As a resident of New Lothrop, in Shiawassee County, I wish to voice my opinion concerning the pending Wind Energy Conversion Systems ordnance (WECS). I feel that the final decision concerning this ordnance should be placed before the voters of Shiawassee County as a ballot initiative, rather than by a vote by the Board of Commissioners.
It has become quite apparent that a substantial number of county residents are concerned about the possible negative effects of wind turbines on their health and safety, property values, infrastructure and environment. One has only to drive a few miles in any direction to find “No Wind Turbine” signs.
Some property owners have already signed agreements allowing wind turbines to be built on their land. These property owners obviously feel that the benefits of the income accrued outweigh the above negative considerations, which is their right. As you know, Gratiot County has a large number of wind turbines. According to the Gratiot County website, wind energy has substantially increased the county tax base. Other advantages seem minimal. Of the approximately 200 workers utilized during peak construction, only 120 were county residents. Now that the turbines are completed, only 20 workers are employed for maintenance.

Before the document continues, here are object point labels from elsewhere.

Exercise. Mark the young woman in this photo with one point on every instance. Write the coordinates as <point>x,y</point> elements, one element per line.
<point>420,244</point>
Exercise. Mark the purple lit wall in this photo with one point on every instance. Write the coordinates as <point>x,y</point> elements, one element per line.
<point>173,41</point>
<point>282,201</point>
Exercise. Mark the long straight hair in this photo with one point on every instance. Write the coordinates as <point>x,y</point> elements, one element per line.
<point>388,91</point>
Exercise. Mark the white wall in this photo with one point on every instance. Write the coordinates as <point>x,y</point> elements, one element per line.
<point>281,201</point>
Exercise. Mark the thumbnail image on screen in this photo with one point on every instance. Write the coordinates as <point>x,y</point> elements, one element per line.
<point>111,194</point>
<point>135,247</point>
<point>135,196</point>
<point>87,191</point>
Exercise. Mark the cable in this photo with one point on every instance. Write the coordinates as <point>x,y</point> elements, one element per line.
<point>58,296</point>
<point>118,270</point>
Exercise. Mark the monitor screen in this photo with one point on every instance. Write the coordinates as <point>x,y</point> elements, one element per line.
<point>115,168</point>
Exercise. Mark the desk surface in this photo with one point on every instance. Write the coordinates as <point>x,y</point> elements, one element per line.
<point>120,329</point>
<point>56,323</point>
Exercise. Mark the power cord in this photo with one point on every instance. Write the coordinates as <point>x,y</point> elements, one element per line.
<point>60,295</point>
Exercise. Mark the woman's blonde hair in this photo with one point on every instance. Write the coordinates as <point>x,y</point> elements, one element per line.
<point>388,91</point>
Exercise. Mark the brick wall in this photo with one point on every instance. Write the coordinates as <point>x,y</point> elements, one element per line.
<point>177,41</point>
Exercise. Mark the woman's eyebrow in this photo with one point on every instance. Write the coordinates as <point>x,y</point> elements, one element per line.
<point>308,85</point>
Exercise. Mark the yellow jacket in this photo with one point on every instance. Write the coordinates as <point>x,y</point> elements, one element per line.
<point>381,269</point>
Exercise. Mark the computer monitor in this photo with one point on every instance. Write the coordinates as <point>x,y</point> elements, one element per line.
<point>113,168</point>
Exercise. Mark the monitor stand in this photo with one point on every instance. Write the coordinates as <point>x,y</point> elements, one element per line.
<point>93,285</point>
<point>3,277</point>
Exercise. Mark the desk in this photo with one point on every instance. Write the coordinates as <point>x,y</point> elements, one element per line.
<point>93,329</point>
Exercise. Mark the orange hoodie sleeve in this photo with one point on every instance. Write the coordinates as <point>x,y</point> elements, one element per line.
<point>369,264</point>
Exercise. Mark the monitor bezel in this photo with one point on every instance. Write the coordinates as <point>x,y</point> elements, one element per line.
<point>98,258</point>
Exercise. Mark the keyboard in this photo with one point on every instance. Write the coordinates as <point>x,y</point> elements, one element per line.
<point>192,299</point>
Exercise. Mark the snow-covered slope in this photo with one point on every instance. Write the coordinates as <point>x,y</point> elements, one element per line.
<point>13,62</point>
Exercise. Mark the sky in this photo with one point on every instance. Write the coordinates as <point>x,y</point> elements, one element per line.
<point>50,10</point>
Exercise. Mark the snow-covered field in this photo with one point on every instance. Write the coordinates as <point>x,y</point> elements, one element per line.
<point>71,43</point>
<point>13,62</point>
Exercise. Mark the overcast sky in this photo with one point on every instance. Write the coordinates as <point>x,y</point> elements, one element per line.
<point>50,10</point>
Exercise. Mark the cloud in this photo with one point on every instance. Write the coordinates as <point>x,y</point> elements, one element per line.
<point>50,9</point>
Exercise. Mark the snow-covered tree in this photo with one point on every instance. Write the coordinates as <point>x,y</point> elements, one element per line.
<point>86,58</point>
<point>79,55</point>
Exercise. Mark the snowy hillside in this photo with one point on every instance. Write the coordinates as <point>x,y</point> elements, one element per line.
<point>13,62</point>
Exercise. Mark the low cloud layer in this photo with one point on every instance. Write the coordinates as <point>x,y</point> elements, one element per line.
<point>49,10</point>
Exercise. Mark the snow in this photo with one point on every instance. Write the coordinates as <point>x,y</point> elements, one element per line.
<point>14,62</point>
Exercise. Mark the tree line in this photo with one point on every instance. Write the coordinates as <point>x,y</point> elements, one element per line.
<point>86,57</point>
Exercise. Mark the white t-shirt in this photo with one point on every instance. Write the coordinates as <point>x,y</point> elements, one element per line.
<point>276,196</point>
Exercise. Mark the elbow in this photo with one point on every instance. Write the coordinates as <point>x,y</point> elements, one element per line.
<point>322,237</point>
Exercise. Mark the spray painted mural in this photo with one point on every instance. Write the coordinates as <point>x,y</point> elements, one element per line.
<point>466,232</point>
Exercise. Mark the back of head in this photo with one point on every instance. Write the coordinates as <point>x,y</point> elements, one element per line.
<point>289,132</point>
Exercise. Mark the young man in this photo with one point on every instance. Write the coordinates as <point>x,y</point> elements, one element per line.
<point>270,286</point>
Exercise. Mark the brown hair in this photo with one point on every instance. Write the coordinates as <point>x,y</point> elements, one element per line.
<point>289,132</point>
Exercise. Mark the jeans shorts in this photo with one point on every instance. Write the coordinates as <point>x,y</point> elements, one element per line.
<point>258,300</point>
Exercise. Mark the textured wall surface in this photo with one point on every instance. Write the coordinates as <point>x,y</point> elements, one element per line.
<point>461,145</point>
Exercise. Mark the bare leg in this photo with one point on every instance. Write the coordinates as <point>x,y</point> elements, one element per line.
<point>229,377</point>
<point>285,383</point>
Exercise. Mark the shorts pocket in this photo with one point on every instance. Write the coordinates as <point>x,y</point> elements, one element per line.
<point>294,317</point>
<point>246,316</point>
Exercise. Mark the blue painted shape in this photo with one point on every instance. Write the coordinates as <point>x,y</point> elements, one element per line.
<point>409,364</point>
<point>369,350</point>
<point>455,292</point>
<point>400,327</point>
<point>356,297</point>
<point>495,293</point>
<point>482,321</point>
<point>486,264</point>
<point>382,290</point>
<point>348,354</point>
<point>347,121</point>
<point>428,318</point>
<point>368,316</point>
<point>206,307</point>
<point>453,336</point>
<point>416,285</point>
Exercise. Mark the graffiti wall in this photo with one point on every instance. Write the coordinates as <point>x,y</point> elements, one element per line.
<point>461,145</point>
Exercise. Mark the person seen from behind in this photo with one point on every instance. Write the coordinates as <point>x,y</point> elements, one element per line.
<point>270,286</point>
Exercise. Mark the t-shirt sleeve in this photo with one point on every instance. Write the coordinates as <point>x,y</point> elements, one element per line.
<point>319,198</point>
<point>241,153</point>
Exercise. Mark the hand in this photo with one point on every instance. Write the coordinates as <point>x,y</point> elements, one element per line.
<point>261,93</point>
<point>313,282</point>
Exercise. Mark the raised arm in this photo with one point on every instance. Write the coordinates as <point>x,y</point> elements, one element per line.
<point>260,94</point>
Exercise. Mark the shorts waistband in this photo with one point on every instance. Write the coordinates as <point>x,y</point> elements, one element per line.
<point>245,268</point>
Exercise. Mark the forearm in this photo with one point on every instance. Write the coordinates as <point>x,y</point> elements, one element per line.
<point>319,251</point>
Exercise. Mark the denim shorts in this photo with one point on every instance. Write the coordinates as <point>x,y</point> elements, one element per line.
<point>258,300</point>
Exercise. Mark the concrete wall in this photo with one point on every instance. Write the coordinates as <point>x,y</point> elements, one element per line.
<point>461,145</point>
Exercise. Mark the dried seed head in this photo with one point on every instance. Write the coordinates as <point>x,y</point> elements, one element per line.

What seems to be driving companies like Tradewind Energy is the pending phase-out of the large federal tax breaks associated with building wind turbines. According to Warren Buffet, “We get a tax break if we build lots of wind farms. That’s the only reason to build them. They don’t make sense without the tax credits.” The tax credits phase-out by the end of 2019. It is crunch time; maybe even crisis time for Tradewind Energy and other wind energy companies. With all due respect to Tradewind Energy and the others, a crisis on your part does not necessarily generate a crisis on my part as a Shiawassee County resident. We need time and a countywide referendum to responsibly decide what, if any, wind energy is right for us.

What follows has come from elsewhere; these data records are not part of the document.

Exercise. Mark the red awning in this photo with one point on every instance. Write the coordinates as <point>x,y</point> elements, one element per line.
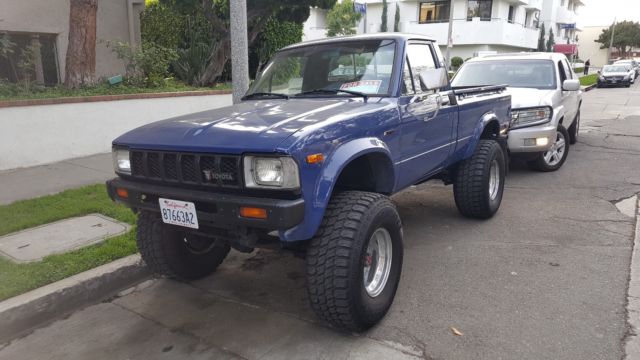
<point>567,49</point>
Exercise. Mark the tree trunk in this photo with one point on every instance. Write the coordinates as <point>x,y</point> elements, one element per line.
<point>80,68</point>
<point>219,57</point>
<point>221,53</point>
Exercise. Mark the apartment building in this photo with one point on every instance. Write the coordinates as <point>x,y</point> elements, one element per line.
<point>479,26</point>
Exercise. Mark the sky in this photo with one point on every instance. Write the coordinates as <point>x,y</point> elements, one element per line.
<point>602,12</point>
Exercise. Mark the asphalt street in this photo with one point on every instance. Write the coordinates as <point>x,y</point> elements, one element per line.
<point>546,278</point>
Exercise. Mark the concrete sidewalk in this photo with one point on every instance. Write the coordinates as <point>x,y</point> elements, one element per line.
<point>26,183</point>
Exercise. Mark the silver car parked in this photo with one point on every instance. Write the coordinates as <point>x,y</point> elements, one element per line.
<point>546,100</point>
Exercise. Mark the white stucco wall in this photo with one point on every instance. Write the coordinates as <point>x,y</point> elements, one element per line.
<point>52,17</point>
<point>42,134</point>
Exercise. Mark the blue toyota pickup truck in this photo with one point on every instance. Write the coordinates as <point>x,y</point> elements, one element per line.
<point>307,161</point>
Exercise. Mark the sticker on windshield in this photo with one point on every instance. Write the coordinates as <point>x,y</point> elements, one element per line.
<point>365,86</point>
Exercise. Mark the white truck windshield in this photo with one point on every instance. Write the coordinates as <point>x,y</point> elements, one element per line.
<point>538,74</point>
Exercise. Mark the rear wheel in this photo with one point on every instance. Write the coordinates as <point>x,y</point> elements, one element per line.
<point>479,181</point>
<point>555,157</point>
<point>168,250</point>
<point>354,261</point>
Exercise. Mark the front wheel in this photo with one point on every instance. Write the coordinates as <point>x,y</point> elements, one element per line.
<point>354,261</point>
<point>554,158</point>
<point>479,181</point>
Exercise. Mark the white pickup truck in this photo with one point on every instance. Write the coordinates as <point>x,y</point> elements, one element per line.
<point>546,100</point>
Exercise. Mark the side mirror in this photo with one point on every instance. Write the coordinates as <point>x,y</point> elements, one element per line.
<point>434,79</point>
<point>571,85</point>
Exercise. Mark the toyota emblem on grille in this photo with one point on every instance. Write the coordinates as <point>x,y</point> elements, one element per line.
<point>211,175</point>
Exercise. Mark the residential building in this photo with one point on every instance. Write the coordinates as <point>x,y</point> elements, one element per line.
<point>46,22</point>
<point>316,25</point>
<point>562,16</point>
<point>479,26</point>
<point>589,49</point>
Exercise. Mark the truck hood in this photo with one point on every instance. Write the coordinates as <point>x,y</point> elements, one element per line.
<point>529,97</point>
<point>251,126</point>
<point>616,74</point>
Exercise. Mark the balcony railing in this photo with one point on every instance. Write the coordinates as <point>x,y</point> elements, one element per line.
<point>495,31</point>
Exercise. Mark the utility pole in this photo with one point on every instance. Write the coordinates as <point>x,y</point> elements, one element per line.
<point>450,36</point>
<point>613,31</point>
<point>239,49</point>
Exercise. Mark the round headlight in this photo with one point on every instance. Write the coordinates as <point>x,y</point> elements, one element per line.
<point>271,172</point>
<point>121,162</point>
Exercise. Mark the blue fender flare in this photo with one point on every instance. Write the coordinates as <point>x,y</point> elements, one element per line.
<point>317,200</point>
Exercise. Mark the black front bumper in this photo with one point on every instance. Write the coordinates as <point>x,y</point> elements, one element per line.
<point>607,82</point>
<point>214,209</point>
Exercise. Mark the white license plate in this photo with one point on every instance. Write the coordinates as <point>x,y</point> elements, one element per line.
<point>178,212</point>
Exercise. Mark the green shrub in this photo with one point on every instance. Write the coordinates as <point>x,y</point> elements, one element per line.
<point>276,35</point>
<point>456,62</point>
<point>161,25</point>
<point>145,65</point>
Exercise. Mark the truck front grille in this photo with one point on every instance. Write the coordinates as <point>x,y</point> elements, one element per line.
<point>185,168</point>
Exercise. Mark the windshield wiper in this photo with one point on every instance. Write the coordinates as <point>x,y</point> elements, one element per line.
<point>332,91</point>
<point>265,94</point>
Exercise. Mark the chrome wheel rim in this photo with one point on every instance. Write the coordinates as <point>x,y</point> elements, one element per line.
<point>377,262</point>
<point>554,155</point>
<point>494,180</point>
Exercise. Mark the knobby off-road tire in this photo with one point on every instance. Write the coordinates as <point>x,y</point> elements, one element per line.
<point>574,129</point>
<point>479,181</point>
<point>171,251</point>
<point>560,148</point>
<point>340,260</point>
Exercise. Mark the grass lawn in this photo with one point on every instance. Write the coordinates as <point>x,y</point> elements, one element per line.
<point>13,92</point>
<point>589,80</point>
<point>16,279</point>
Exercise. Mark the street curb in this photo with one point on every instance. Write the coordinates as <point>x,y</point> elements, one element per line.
<point>632,340</point>
<point>23,313</point>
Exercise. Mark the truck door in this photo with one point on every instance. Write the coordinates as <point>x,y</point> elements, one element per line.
<point>569,98</point>
<point>427,119</point>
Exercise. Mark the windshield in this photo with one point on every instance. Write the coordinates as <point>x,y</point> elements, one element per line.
<point>615,68</point>
<point>539,74</point>
<point>363,66</point>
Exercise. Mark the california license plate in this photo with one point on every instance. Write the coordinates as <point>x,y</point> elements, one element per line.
<point>178,212</point>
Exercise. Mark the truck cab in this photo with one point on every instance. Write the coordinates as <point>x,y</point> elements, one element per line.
<point>307,161</point>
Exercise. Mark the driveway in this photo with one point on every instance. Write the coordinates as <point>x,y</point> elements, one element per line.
<point>544,279</point>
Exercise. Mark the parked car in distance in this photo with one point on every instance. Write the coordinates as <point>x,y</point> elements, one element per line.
<point>307,161</point>
<point>616,75</point>
<point>546,99</point>
<point>634,64</point>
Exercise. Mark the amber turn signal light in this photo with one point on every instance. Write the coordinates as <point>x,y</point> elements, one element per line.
<point>123,193</point>
<point>254,213</point>
<point>315,158</point>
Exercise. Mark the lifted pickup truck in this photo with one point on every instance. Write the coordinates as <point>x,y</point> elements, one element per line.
<point>307,160</point>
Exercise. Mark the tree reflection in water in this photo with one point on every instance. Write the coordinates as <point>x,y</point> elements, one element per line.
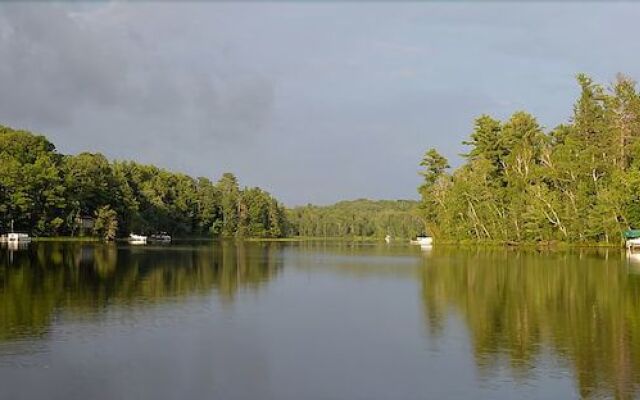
<point>86,277</point>
<point>583,307</point>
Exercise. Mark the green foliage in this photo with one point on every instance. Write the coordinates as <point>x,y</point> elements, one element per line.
<point>357,218</point>
<point>576,183</point>
<point>46,193</point>
<point>106,223</point>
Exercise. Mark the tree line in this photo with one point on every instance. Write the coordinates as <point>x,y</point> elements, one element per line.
<point>357,218</point>
<point>578,182</point>
<point>47,193</point>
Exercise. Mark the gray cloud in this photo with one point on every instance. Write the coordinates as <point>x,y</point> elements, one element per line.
<point>314,101</point>
<point>59,63</point>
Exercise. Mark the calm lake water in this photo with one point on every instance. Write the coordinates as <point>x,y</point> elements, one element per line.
<point>316,321</point>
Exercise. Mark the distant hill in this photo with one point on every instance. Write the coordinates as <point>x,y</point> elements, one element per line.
<point>357,218</point>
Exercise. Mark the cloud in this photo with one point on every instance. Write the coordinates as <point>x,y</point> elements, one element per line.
<point>59,62</point>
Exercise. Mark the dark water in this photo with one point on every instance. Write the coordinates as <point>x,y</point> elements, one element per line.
<point>316,321</point>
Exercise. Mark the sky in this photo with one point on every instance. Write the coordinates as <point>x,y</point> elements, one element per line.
<point>315,102</point>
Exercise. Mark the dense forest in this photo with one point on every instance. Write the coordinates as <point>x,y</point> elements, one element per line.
<point>578,182</point>
<point>357,218</point>
<point>48,193</point>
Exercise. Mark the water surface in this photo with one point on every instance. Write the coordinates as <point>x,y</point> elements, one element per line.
<point>316,321</point>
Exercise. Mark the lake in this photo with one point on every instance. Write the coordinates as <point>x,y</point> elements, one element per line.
<point>314,320</point>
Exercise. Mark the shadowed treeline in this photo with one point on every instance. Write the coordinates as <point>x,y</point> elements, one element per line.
<point>581,307</point>
<point>84,278</point>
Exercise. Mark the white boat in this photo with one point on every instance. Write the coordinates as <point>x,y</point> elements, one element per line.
<point>633,243</point>
<point>137,239</point>
<point>161,237</point>
<point>423,241</point>
<point>15,237</point>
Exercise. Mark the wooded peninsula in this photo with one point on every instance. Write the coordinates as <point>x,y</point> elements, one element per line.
<point>578,182</point>
<point>519,183</point>
<point>46,193</point>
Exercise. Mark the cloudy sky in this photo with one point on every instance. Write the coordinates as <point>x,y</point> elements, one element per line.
<point>315,102</point>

Furthermore, Shiawassee County is a very close-knit community. Members of the county board, who may soon vote on this issue, may already have agreements with a wind energy company or have close relatives or friends who do. In order to avoid any appearance of impropriety, a ballot proposal should be used to decide this matter, as opposed to a vote by the county board. The proposal should address the most contentious issues of ambient sound, setback, turbine height, flicker, decommissioning and insurance.